Critica della competizione

Ci hanno spiegato, soprattutto negli ultimi anni, che la competizione è tutto. Ce lo spiegano in economia ma, ciò che è peggio, si vorrebbe trasferire tale convinzione sulla e nella globalità della convivenza umana.  Quando tutto diventa competitivo, il nostro atteggiamento mentale cambia radicalmente; infatti, percepiamo l’altro come un diverso e le sue tradizioni e le sue abitudini come un qualcosa che non ci appartiene (il che in parte è vero, provenendo ciascuno da una storia propria).

Se guardiamo al mondo di oggi con realistica onestà intellettuale possiamo notare che la competizione, ispirata ed esaltata dagli intellettuali e dalle élite, oggi sembra essere l’unica soluzione possibile alle nostre difficoltà. C’è un però; se crescono le disuguaglianze e la ricchezza è sempre più nelle mani di pochi, a quale competizione ci stiamo riferendo? Va da sé che quest’ultima si trasforma in una massacrante guerra fra poveri , mentre le élite fanno finta di competere per arricchirsi reciprocamente.

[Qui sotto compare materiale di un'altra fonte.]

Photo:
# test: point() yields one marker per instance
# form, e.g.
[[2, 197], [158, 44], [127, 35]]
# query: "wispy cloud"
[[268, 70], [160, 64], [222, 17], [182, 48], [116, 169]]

Se vogliamo fare chiarezza, infatti, dobbiamo sgombrare il campo sia dalla possibilità di un mondo a-competitivo (irreale) che dalla sostenibilità di un mondo (e di una globalizzazione) solo competitivo. In questo secondo caso, infatti, vincono sempre i soliti (scambiandosi di volta in volta il podio) e perdono sempre i soliti; il problema è che quelli che perdono sono sempre di più (non a caso, oggi, molti movimenti di cittadini, e addirittura alcuni governi, leggono l’”exit” dal globalizzato come una possibile salvezza).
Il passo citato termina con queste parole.